Primo Piano Scienza News

Scoperto pianeta abitabile attorno alla stella Tau Ceti a soli 12 anni luce dalla Terra!

Tau Ceti pianeta abitabile

Scoperti cinque nuovi pianeti che ruotano attorno alla stella Tau Ceti, appartenente alla costellazione della Balena, distante appena dodici anni luce dalla Terra. Uno di questi, dalla massa cinque volte superiore a quella terrestre, potrebbe ospitare la vita.

Tau Ceti pianeta abitabile

Un team internazionale composto da astronomi provenienti da Cile, Stati Uniti, Regno Unito e Australia hanno annunciato una scoperta sensazionale. Una delle stella a noi più vicine, Tau Ceti, della costellazione della Balena, ha caratteristiche simili al Sole sia come grandezza che come luminosità.

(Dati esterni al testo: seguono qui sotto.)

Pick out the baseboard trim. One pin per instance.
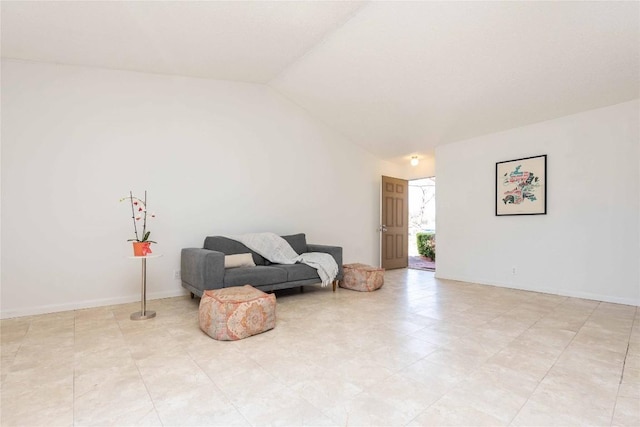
(79, 305)
(532, 288)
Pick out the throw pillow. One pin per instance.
(238, 260)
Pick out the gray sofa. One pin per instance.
(203, 268)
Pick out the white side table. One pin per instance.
(144, 313)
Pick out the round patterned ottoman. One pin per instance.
(237, 312)
(362, 277)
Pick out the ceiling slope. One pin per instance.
(403, 77)
(248, 41)
(397, 78)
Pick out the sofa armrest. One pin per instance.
(334, 251)
(202, 269)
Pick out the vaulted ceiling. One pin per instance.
(398, 78)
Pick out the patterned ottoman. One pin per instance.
(362, 277)
(237, 312)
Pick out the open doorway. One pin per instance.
(422, 223)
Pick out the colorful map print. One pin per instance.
(526, 185)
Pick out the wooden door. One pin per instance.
(394, 229)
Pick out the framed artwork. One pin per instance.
(521, 186)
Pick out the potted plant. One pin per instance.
(141, 243)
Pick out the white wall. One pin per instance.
(588, 245)
(215, 157)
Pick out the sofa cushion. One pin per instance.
(298, 242)
(255, 276)
(297, 272)
(238, 260)
(230, 247)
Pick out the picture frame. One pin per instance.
(521, 186)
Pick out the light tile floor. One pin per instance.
(417, 352)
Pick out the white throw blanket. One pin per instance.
(277, 250)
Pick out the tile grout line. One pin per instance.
(554, 362)
(138, 369)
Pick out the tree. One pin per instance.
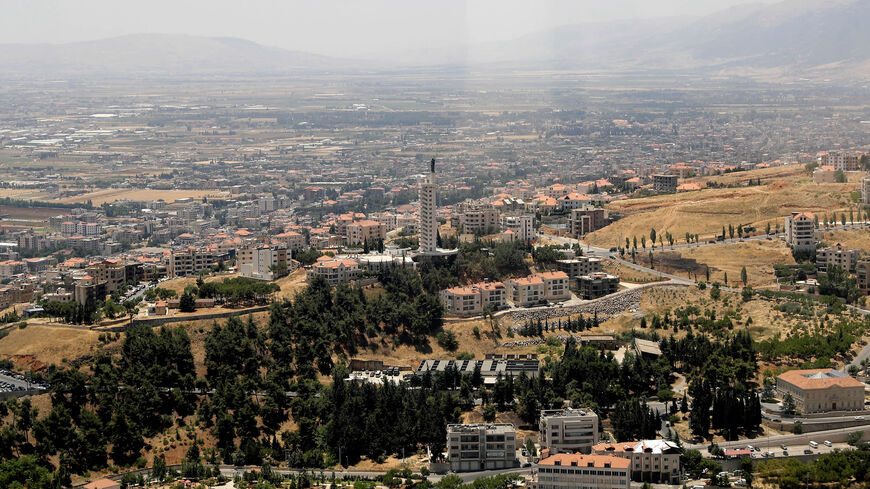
(788, 405)
(187, 303)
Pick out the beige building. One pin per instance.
(477, 220)
(656, 461)
(364, 231)
(800, 231)
(472, 300)
(582, 265)
(837, 255)
(334, 271)
(291, 239)
(568, 430)
(539, 288)
(597, 284)
(262, 262)
(821, 390)
(190, 261)
(665, 184)
(474, 447)
(585, 220)
(522, 226)
(842, 161)
(577, 471)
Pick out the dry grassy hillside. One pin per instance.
(705, 212)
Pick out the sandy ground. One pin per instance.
(705, 212)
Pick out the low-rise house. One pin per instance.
(575, 470)
(821, 390)
(656, 461)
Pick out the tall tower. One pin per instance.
(428, 221)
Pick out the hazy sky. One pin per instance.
(332, 27)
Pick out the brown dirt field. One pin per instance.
(45, 345)
(705, 212)
(758, 256)
(110, 195)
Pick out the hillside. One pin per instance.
(705, 212)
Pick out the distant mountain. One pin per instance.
(830, 38)
(159, 54)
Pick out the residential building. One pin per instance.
(556, 286)
(586, 219)
(478, 220)
(262, 262)
(837, 255)
(597, 284)
(522, 226)
(578, 471)
(655, 461)
(335, 271)
(582, 265)
(821, 390)
(473, 447)
(842, 161)
(525, 291)
(473, 299)
(568, 430)
(665, 184)
(824, 174)
(291, 239)
(190, 261)
(428, 217)
(800, 231)
(490, 368)
(359, 232)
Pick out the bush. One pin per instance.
(447, 340)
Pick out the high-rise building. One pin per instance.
(428, 218)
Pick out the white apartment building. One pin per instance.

Distante appena dodici anni luce, l’astro può essere visto anche ad occhio nudo nei cieli notturni. Sembra inoltre che, attorno a questa stella di media grandezza, ruotino cinque pianeti, le cui masse siano decisamente superiori a quella terrestre. Analizzando la distanza, la temperatura di Tau Ceti e la conformazione di questo nuovo sistema solare scoperto, gli scienziati hanno annunciato che uno dei cinque pianeti sia teoricamente abitabile. La scoperta è stata resa possibile, fanno sapere gli studiosi, attraverso un nuovo sistema di elaborazione dati che ha permesso di ridurre il rumore di segnali esterni, riuscendo così a captare con maggiore facilità anche i piccoli pianeti. Proprio per testare queste nuove tecniche di ricerca, era stata scelta una stella con caratteristiche piuttosto simili a quelle del Sole. Il pianeta che teoricamente potrebbe ospitare la vita è diventato così il corpo astrale abitabile più piccolo in orbita ad una stella paragonabile al Sole. Il team di astronomi si è dichiarato entusiasta della scoperta, mettendo in evidenza il fatto che, poiché Tau Ceti è così vicino alla Terra, in un futuro non troppo lontano, potrebbero essere eseguiti nuovi studi per analizzare le atmosfere dei nuovi pianeti scoperti. Steve Vogt, della University of California, ha dichiarato che la scoperta conferma il fatto che il nostro sistema solare sia un’eccezione. Gli oltre ottocento pianeti scoperti fino a questo momento, indicano una naturale tendenza dei corpi celesti ad avere periodi di rivoluzione anche minori di cento giorni. “Il nostro sistema solare è quindi una specie di mostro” ha dichiarato “è insomma qualcosa che la natura in genere non crea”.